A AVASSALADORA PRESENÇA DO MAL
 

Escritor australiano, Morris West é dos maiores sucessos de crítica e público do século passado. Vários de seus livros alcançaram tiragens impressionantes e “As sandálias do pescador” vendeu mais de 60 milhões de exemplares, número impensável no Brasil. Suas memórias,- “Do Alto da Montanha” (Record – Rio – 6ª. ed. – 2003) - vão conquistando posição destacada num gênero sem muitos leitores entre nós. Elas retratam um homem de fé católica, ex-seminarista, sempre ligado à Igreja e preocupado com os mistérios de Deus. E suas memórias, no correr de quase todo o livro, circulam em torno dessas questões transcendentais. Sendo assim, é um homem otimista, cheio de certezas e esperanças a respeito da vida futura.

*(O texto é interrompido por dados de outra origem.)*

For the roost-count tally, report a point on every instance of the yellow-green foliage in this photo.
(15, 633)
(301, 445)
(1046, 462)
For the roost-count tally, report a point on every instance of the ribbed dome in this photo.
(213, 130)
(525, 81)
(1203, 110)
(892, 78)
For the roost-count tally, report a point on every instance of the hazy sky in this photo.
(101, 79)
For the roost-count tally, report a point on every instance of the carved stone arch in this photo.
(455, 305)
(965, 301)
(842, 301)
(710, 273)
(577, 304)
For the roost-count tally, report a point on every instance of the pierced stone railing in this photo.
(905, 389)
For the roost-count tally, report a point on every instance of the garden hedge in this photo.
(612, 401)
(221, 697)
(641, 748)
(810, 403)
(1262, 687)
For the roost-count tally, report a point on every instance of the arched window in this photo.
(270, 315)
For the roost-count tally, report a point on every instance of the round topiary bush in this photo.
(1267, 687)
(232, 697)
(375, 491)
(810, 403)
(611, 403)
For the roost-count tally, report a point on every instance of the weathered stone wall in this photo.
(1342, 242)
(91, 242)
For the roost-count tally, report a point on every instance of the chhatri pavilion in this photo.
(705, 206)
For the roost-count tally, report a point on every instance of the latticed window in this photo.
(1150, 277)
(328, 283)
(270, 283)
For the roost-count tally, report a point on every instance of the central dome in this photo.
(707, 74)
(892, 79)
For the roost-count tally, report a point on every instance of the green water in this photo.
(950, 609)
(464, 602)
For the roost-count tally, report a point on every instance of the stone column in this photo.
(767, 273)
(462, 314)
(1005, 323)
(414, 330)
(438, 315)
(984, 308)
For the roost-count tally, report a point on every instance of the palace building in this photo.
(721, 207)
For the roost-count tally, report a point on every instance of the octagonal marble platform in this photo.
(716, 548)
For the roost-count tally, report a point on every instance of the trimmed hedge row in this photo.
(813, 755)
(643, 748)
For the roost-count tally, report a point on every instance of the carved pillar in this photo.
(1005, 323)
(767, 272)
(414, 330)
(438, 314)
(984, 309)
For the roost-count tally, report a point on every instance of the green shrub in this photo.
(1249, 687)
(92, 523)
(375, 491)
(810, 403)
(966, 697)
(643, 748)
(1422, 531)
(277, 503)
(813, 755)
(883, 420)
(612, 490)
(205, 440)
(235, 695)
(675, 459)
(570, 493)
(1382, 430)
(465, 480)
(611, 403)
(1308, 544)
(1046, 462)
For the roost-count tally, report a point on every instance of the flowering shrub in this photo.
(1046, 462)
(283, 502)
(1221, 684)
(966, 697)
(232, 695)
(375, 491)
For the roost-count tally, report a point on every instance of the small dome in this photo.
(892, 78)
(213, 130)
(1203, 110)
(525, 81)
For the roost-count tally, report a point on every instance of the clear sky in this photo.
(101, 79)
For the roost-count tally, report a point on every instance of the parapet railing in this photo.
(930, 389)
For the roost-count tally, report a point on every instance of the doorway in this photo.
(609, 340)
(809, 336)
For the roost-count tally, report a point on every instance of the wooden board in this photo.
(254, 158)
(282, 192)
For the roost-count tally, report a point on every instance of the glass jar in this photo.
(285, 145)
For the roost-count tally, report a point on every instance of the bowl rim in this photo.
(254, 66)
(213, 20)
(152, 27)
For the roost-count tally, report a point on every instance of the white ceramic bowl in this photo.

Às vezes, porém, espraiando o olhar pelo mundo, ele vacila e questiona. “Quanto mais penso a respeito dessas coisas, mais assustado fico pela crua realidade, o mistério obscuro e repetitivo da maldade no mundo. Nada aprendemos com o holocausto, o genocídio em Kampuchea, com as longas e sangrentas agonias da guerra no Oriente Médio. Por que é assim? Por que nós, criaturas racionais, agimos tão perversamente, tão destrutivamente? O que produz essa monstruosidade? O que a mantém viva e se reproduzindo?” – indaga ele (pág. 124). Examina em seguida a questão da tortura que campeia por esse mundo e para a qual a imensa maioria das pessoas se limita a encolher os ombros. “Ela é planejada por seres inteligentes para chegar à total degradação de uma pessoa humana, o aniquilamento da vontade e da dignidade mediante o exercício da crueldade baseado na suprema indiferença e na ilusória onipotência” (pág. 125). Ficou deveras chocado quando um industrial brasileiro não apenas justificou os “esquadrões da morte” como informou que ele e seus colegas financiavam essas atividades (pág. 134). Claro que se tratava de um cidadão prestante, modelo de virtudes, assíduo freqüentador de cultos e generoso colaborador de entidades sociais. Diante disso tudo, conclui o memorialista: “Fui forçado a concluir – embora com relutância – que o homem é um animal enlouquecido, dedicado, por um quase universal impulso para a morte, à sua própria destruição” (pág. 138).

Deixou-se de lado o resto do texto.